(翻译 gafferongames) Snapshot Interpolation 快照插值

https://gafferongames.com/post/snapshot_interpolation/

In the previous article we networked a physics simulation using deterministic lockstep. Now, in this article we’re going to network the same simulation with a completely different technique: snapshot interpolation.

在上一篇文章中,我们使用确定性锁步(deterministic lockstep)对物理模拟进行了联网处理。现在,在本文中,我们将使用一种完全不同的技术——快照插值(snapshot interpolation)——来对同样的模拟进行联网。

Background

While deterministic lockstep is very efficient in terms of bandwidth, it’s not always possible to make your simulation deterministic. Floating point determinism across platforms is hard.

Also, as the player counts increase, deterministic lockstep becomes problematic: you can’t simulate frame n until you receive input from all players for that frame, so players end up waiting for the most lagged player. Because of this, I recommend deterministic lockstep for 2-4 players at most.

So if your simulation is not deterministic or you want higher player counts then you need a different technique. Snapshot interpolation fits the bill nicely. It is in many ways the polar opposite of deterministic lockstep: instead of running two simulations, one on the left and one on the right, and using perfect determinism and synchronized inputs keep them in sync, snapshot interpolation doesn’t run any simulation on the right side at all!

背景

虽然**确定性锁步(Deterministic Lockstep)**在带宽方面非常高效,但并非所有情况下都能保证模拟的确定性。跨平台实现浮点数的确定性非常困难

此外,随着玩家数量的增加,确定性锁步会变得更加棘手:你必须等到所有玩家都提交了某一帧的输入后,才能模拟该帧的游戏状态。因此,所有玩家都会被最慢的玩家拖累。这也是为什么我建议最多只在2-4 名玩家的情况下使用确定性锁步

如果你的模拟无法保证确定性,或者你希望支持更多玩家,那么你需要一种不同的技术。快照插值(Snapshot Interpolation)正好符合需求。它在许多方面与确定性锁步完全相反:后者依赖于两个同步运行的模拟(本地与远端),通过完美的确定性同步输入保持一致,而快照插值则完全不在远端运行任何模拟!

 

Snapshots

Instead, we capture a snapshot of all relevant state from the simulation on the left and transmit it to the right, then on the right side we use those snapshots to reconstruct a visual approximation of the simulation, all without running the simulation itself.

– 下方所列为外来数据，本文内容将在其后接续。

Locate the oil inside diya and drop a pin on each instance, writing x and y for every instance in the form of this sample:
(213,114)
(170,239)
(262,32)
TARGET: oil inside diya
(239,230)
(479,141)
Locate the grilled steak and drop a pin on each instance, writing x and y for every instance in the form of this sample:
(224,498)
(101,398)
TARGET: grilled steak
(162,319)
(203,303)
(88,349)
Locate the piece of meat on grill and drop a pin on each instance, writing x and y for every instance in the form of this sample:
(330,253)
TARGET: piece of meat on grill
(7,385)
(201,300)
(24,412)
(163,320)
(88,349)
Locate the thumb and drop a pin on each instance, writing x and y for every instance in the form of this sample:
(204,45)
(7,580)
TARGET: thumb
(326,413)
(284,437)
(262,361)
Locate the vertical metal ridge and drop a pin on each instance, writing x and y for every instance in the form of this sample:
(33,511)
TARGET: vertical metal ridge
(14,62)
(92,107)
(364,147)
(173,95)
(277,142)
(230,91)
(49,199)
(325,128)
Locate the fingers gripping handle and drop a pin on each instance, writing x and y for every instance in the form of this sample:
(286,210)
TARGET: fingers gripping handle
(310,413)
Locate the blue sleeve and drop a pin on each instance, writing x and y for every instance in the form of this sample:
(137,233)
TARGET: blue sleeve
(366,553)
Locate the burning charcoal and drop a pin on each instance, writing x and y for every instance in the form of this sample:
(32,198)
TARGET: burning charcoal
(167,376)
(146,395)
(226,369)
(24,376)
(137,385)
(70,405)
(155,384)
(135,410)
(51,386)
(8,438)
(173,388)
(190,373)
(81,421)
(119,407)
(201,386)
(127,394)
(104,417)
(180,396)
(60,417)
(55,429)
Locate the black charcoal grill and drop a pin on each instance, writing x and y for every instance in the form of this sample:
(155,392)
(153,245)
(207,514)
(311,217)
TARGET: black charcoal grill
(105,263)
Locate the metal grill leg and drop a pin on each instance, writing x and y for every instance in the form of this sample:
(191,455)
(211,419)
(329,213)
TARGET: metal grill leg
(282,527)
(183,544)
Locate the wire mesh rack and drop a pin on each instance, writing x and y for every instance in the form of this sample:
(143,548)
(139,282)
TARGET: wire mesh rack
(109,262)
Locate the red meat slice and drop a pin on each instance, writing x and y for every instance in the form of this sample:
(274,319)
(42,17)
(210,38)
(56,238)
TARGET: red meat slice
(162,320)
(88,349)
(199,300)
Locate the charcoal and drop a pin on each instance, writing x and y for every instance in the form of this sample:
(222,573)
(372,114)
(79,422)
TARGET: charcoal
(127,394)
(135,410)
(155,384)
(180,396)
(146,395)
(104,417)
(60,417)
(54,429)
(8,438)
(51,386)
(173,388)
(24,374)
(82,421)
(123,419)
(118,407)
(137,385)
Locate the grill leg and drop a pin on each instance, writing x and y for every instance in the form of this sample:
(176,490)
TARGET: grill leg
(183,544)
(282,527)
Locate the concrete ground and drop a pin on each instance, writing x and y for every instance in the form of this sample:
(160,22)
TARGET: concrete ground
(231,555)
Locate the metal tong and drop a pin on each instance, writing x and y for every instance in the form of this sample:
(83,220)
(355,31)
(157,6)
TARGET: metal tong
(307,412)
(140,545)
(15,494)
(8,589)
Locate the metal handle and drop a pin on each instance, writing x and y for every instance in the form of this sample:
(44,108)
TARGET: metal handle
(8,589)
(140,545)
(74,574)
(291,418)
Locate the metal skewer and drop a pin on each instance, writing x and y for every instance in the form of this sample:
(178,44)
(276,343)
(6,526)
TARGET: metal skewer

As a first pass, let’s send across the state required to render each cube:

快照

相反,我们会从左侧(本地)模拟中捕获所有相关状态的快照,并将其传输到右侧(远端)。然后,在右侧使用这些快照来重建一个视觉上的近似模拟,而无需运行实际的模拟

作为第一步,我们先传输渲染每个立方体所需的状态

    struct CubeState
    {
        bool interacting;
        vec3f position;
        quat4f orientation;
    };

I’m sure you’ve worked out by now that the cost of this technique is increased bandwidth usage. Greatly increased bandwidth usage. Hold on to your neckbeards, because a snapshot contains the visual state for the entire simulation. With a bit of math we can see that each cube serializes down to 225 bits or 28.1 bytes. Since there are 900 cubes in our simulation that means each snapshot is roughly 25 kilobytes. That’s pretty big!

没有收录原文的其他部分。